- Episode no.: Season 1 Episode 3
- Directed by: Tom Cherones
- Written by: Matt Goldman
- Production code: 104
- Original air date: June 7, 1990

Guest appearances
- Anita Wise as Waitress; James F. Dean as Larry; Kimberley Kates as Diane; Bradford English as Cop; David Blackwood as Man #1; George C. Simms as Man #2;

Episode chronology
| ← Previous "The Stake Out" | Next → "Male Unbonding" |
- Seinfeld season 1

= The Robbery =

"The Robbery" is the third episode of the first season of the American television sitcom Seinfeld. It first aired on NBC in the United States on June 7, 1990. It was written by Matt Goldman, making this the first Seinfeld episode not written by series creators Jerry Seinfeld and Larry David.

In the episode, George and Elaine try to sell Jerry on leasing a new apartment. Meanwhile, Jerry's apartment is burglarized after Kramer leaves the front door open. George shows Jerry an apartment so ideal that he starts regretting the offer, while Elaine jumps the gun on planning her move into Jerry's apartment.

==Plot==
Elaine is watching Jerry's apartment while he goes on tour in Minneapolis. Jerry briefs her on the apartment's defects and eccentricities, and George adds even more. George offers to show Jerry an Upper West Side apartment next to Central Park. Elaine hopes to move into Jerry's apartment and escape her roommate, who noisily practices for a production of A Chorus Line at all hours.
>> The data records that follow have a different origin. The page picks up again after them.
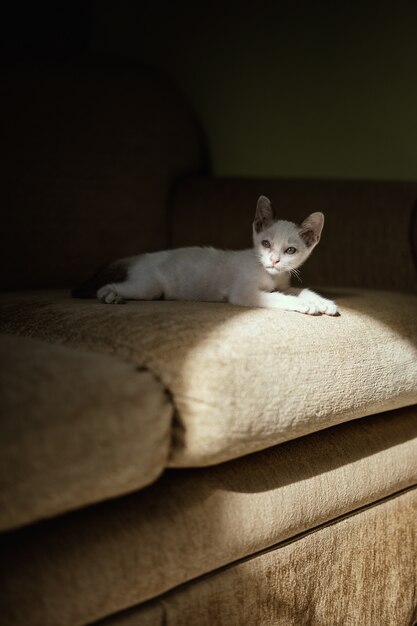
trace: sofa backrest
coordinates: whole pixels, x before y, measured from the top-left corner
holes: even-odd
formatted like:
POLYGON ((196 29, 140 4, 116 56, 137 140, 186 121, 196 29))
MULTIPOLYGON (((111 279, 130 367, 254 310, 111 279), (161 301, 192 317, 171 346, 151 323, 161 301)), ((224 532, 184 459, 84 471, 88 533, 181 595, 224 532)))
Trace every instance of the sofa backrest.
POLYGON ((170 189, 204 161, 169 81, 126 64, 9 67, 0 98, 1 288, 74 285, 167 245, 170 189))
POLYGON ((171 245, 251 246, 261 194, 281 219, 325 214, 302 285, 417 292, 417 183, 195 177, 172 196, 171 245))

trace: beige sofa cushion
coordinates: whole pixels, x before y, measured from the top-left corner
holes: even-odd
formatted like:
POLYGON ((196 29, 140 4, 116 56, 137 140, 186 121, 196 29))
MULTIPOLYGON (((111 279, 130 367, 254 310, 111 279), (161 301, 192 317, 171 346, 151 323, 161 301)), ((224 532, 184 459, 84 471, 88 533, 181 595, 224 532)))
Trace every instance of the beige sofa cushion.
POLYGON ((6 294, 0 329, 150 369, 176 408, 170 465, 208 465, 417 402, 417 297, 330 295, 340 317, 6 294))
POLYGON ((170 470, 10 537, 0 614, 7 626, 89 624, 416 483, 417 407, 170 470))
POLYGON ((150 372, 11 336, 0 336, 0 359, 1 530, 138 489, 162 472, 172 408, 150 372))

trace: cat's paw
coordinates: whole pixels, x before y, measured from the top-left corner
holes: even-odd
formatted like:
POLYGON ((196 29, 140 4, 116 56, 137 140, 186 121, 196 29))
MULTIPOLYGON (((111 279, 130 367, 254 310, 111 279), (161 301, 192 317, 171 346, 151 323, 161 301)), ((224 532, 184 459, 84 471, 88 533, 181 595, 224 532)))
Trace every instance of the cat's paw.
POLYGON ((319 307, 315 302, 300 302, 296 305, 294 311, 305 313, 306 315, 320 315, 319 307))
POLYGON ((104 304, 124 304, 124 299, 111 285, 105 285, 97 291, 97 298, 104 304))
POLYGON ((312 311, 314 311, 314 313, 310 313, 311 315, 340 315, 337 310, 337 304, 317 294, 309 294, 309 297, 304 300, 304 303, 310 306, 312 311))
POLYGON ((295 297, 298 300, 296 311, 301 311, 301 313, 307 313, 308 315, 340 315, 337 304, 332 300, 323 298, 323 296, 310 291, 310 289, 290 291, 292 294, 294 292, 297 294, 295 297))
POLYGON ((320 313, 324 315, 340 315, 337 310, 337 304, 332 302, 332 300, 327 300, 326 298, 320 298, 320 300, 316 303, 319 307, 320 313))

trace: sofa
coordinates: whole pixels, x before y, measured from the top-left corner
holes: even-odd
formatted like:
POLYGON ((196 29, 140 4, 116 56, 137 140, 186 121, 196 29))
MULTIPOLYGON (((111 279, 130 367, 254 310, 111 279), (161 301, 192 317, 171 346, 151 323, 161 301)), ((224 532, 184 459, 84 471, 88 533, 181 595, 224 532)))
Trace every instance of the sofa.
MULTIPOLYGON (((175 85, 104 61, 1 86, 7 626, 417 621, 417 183, 220 178, 175 85), (104 262, 325 214, 339 317, 71 298, 104 262)), ((277 150, 279 146, 277 146, 277 150)))

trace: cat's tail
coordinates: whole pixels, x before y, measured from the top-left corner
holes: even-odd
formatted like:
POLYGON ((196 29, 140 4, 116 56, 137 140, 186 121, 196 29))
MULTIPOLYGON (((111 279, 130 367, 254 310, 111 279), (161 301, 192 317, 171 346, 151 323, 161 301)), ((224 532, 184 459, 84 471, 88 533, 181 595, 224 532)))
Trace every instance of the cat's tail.
POLYGON ((71 289, 73 298, 96 298, 97 291, 108 283, 121 283, 127 278, 127 266, 123 261, 106 263, 91 278, 71 289))

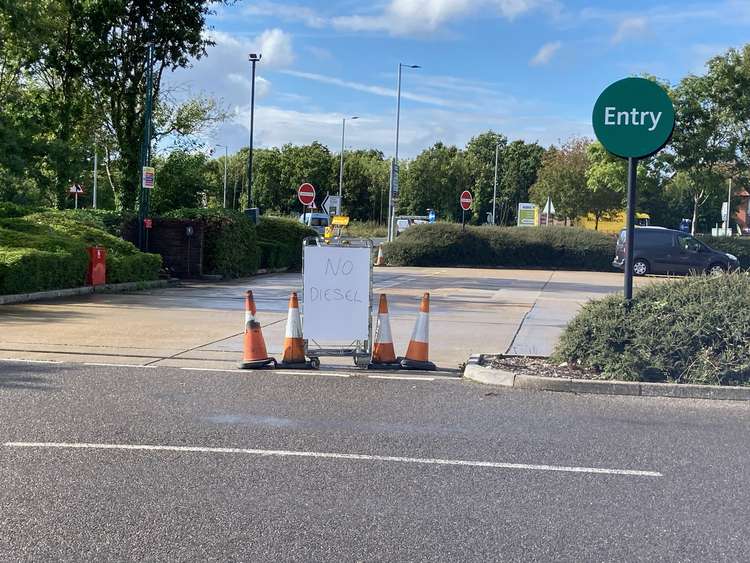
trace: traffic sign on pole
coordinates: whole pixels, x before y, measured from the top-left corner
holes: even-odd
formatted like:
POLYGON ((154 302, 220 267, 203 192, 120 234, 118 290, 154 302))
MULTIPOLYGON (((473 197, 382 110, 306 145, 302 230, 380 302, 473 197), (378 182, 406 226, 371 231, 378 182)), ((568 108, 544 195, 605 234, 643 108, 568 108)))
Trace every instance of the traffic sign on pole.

Jerry has no time to consider the offer before heading out. He returns to find his TV, VCR, and other valuables stolen, because, while Elaine was out, Kramer left the front door wide open to borrow a spatula, then forgot to come back while watching The Bold and the Beautiful. Since Jerry bought a secure lock instead of insurance, he has no theft coverage. Kramer vows to find the stolen goods, but Jerry expects nothing as he files a police report.

When George finds Jerry's lobby door not locking, Jerry decides to see the other apartment. Everyone—even George—is surprised to find a fireplace, garden, natural lighting, and a walk-in closet. Jerry imagines hiring many helpers he will need to tip, but decides to move in. Elaine, already planning her move into Jerry's place, drives a hard bargain to buy his couch.

George, now thoroughly regretful, offers to take the new apartment in case Jerry gets cold feet. Neither wants to take the apartment away from the other, while Elaine wants either of them to vacate. After they flip a coin, Jerry plays "choose" for it, and wins the apartment to George's great disappointment. Kramer baselessly suspects a neighbor from England was the thief, and begins hassling the man.

At Monk's Café, George still can't let the apartment go, and he and Jerry finally back out together. A waitress overhears and ends up leasing the apartment, inviting them and Elaine to her housewarming. Elaine is still stuck with her roommate after hastily renting a U-Haul and throwing out her own couch. All three mope as they learn of the many benefits the new tenants have reaped from the apartment. In their dejection, they overhear someone else giving up his apartment, and all inquire at once.

==Production==
"The Robbery" was written by Matt Goldman, making this episode the first not to be written by Jerry Seinfeld or Larry David and the only one not written by Seinfeld and David for the first production season. The idea for the episode was inspired by Seinfeld's own experiences of his apartment being robbed when he was a student, although rather than the door being unlocked as it was in the episode, the burglars broke through the walls. David was given a $20,000 bonus by Castle Rock and was promoted to executive producer for his work on the episode. During the shooting of the episode, an earthquake struck the set, but no one was hurt.

The episode is the first to mention the character of Tina, Elaine's actress roommate, although she does not appear in this episode. It is also the first episode to feature Kramer making a sliding entrance into Jerry's apartment, which became a trademark in all the later episodes. Carolyn the waitress, played by Anita Wise, and her husband Larry, are named after Seinfeld's own sister and brother-in-law.

In the original draft of the script, the Englishman is called "Berbick." In the same script, Elaine asks Jerry what happened between Kramer and the Englishman. Jerry replies, "Kramer stayed there three hours. They're like best friends now."

==Reception==
When "The Robbery" first aired on June 7, 1990, it received a Nielsen rating of 13.6/24. This means that the episode was watched by 13.6% of American households, and that 24% of all televisions in use at the time were tuned into it.

Reviews of the episode were mixed. Andy Patrizio from IGN.com wrote that "The Robbery" was the best episode of the first season of Seinfeld, saying that it showed "the dynamics that would come to define the show." However, Colin Jacobson for DVD Movie Guide said, "It lacks the great banter and play that marks the best episodes, but it doesn't come across as a total dud. It just seems a bit uninspired in the greater scheme of things."